It's not too late to grab tickets to one of the feel-good, fun productions of the fall. "The 1940s Radio Hour" at the River Campus opens Wednesday night. Full of big band music, swing dancing, patriotism and old-fashioned sound effects, the show promises to delight, enchant and entertain! Among the musical numbers: "Boogie-Woogie Bugle Boy," "That Old Black Magic," "Blue Moon" and "I'll Be Seeing You."
Set in a hotel lobby during a "live" radio broadcast on Dec. 21, 1942, the show captures the spirit of America during the beginning of World War II.
There's not a bad view in the River Campus Bedell Hall, and seats remain for most performances, which start Wednesday night and continue through Sunday. This is the type of event Cape Girardeau is blessed to have because of the university and its talented students and faculty.
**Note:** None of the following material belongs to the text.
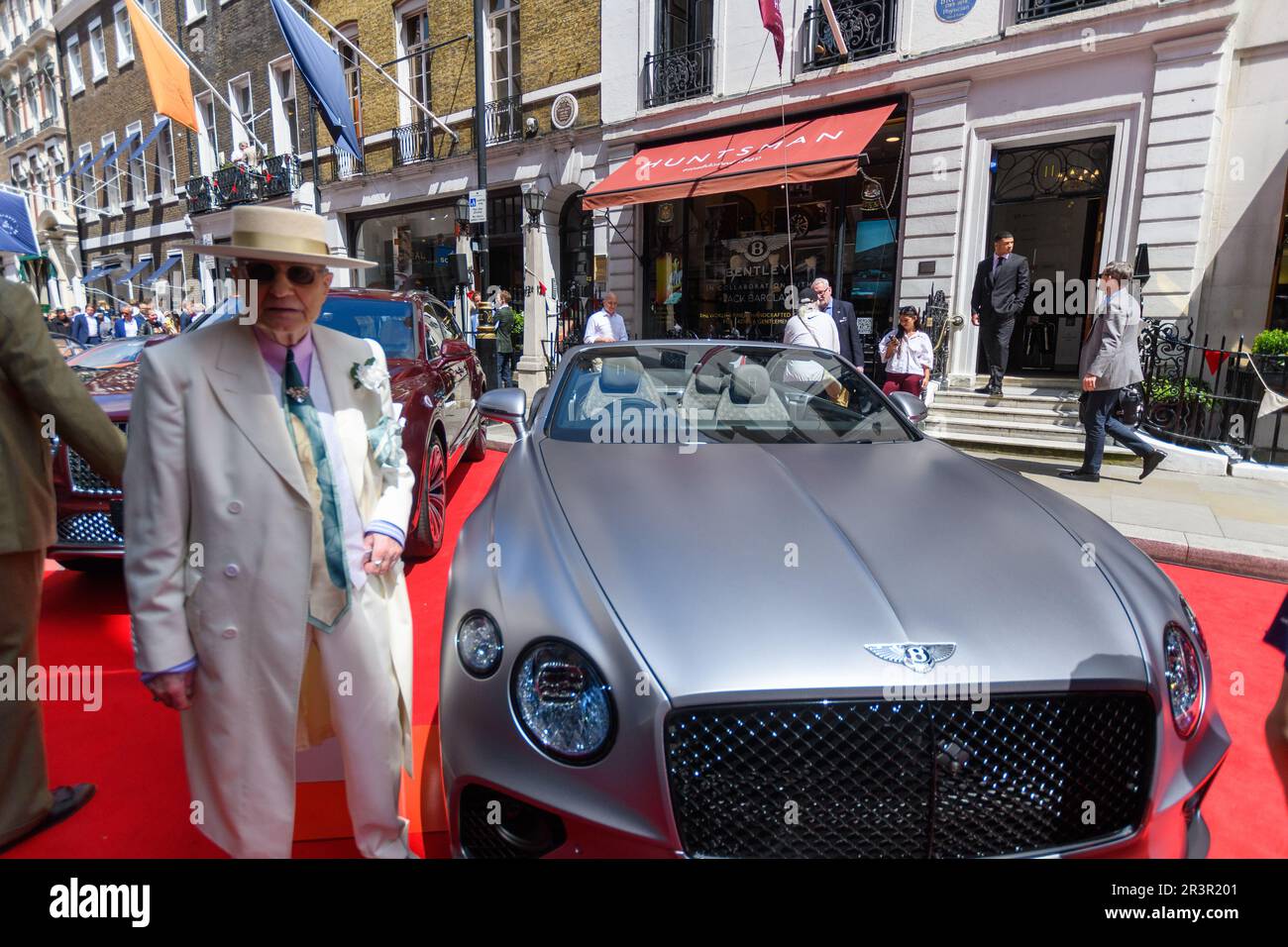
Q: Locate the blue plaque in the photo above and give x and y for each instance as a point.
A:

And it's the type of event that will keep you laughing throughout the evening, leave you floating with good cheer as you depart — the crowd abuzz around you with the downtown bridge lit with spectacular strings of light — and thinking, what a great place to live!
I'll be there on Saturday night. See you there.
To get your own tickets, call 573-651-2265 or go online to metrotix.com, keyword "radio." Ticket prices are $19 and less.
Who says there's nothing to do in Cape Girardeau? Besides "The 1940s Radio Hour," upcoming River Campus events include the world-class dance troupe "Battleworks Dance Company," a gala kickoff to the symphony season and ghost stories by the nationally renowned storytellers Dan Keding and Lyn Ford. These performances fall on the heels of the successful River City Music Festival that took place downtown, the colorful and lively children's band the Backyardigans at the Show Me Center, Tunes at Twilight and the River City Players community production of "When the Reaper Calls." Because my wife and I have a 3-year old, we make only a portion of these performances (though I'm blessed to have relatives who love taking our daughter to some of the Show Me Center kids' events). To others, we take daughter Yuliana, and she loves them.
Her favorite events this weekend included Slam-Fest and its energetic crowd — plus nearby swings and slide — and the Music Festival, where she spun like an autumn leaf to the sounds of the early Saturday night bands.
Talking about performances and performers, Paul Newman passed away over the weekend. He was a true inspiration — as much if not more for how he conducted himself away from the movie camera as he acted in front of it. A few years ago, I was part of the first class at Harvard Business School to grapple with a new business case on Paul Newman and his line of food products, "Newman's Own." As happens frequently when a case is first studied at Harvard, the protagonist, in this case, Newman, attends the 90-minute class to listen as the students debate potential business strategies — and to offer comments and answer questions at the end.
It was curious to see Newman, the star, intimidated by the business class setting. And he said so, which made him all the more charming. But answering the questions, it became clear that what drove him more than anything else was simply the desire to have fun, create products people like and do whatever he could to help the charity he founded, the Hole in the Wall Gang, which has grown into the world's largest family of camps serving children with serious illnesses.
Besides his quiet leadership with the Hole in the Wall Gang, Newman was one of those rare celebrities who remained committed to his wife and family and preferred life among friends over the debilitating spotlight of ostentatious fame. He and his wife Joanne Woodward were married 50 years.
His three daughters, Elinor, Melissa and Claire, issued the following statement upon his death: "Paul Newman played many unforgettable roles. But the ones for which he was proudest never had top billing on the marquee. Devoted husband. Loving father. Adoring grandfather. Dedicated philanthropist. ... Always and to the end, Dad was incredibly grateful for his good fortune. In his own words: 'It's been a privilege to be here.' He will be profoundly missed by those whose lives he touched, but he leaves us with extraordinary inspiration to draw upon."
Paul Newman will be missed. He was a man who made a difference — in all walks of his life.